Objective To investigate the effects and potential regulatory mechanisms of Cortactin (CTTN) on the proliferation and apoptosis of esophageal squamous cell carcinoma (ESCC).

Methods CTTN was overexpressed or knocked down in EC109 and TE1 cells by lentivirus infection; then Western blot was used to detect the expression of PCNA, cleaved-PARP, cleaved-Caspase3 and the key proteins of PI3K-AKT pathway; CCK-8 assay and plate colony formation assay were performed to detect cell viability and colony formation, respectively. Soft agar assay was performed to evaluate the tumorigenicity of cells in animals. Meanwhile, xenograft model of EC109 cells was used to determine the effect of CTTN knockdown on the growth of transplant subcutaneous tumor in nude mice.

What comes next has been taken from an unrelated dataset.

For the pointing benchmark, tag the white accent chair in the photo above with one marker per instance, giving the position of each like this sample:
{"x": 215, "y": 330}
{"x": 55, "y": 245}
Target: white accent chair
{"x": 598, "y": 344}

Results Stable CTTN over-expression or knockdown models of EC109 and TE1 cells were successfully established. Over-expression of CTTN not only increased the expression levels of PCNA, p-PI3K and p-AKT, but also decreased the expression of cleaved Caspase-3 and cleaved-PARP, as well as improved cell activity and promoted clone formation; the effect was opposite when CTTN was knocked down (all P < 0.001).

Conclusion CTTN could promote the proliferation and inhibit the apoptosis of esophageal cancer cells through PI3K-AKT pathway.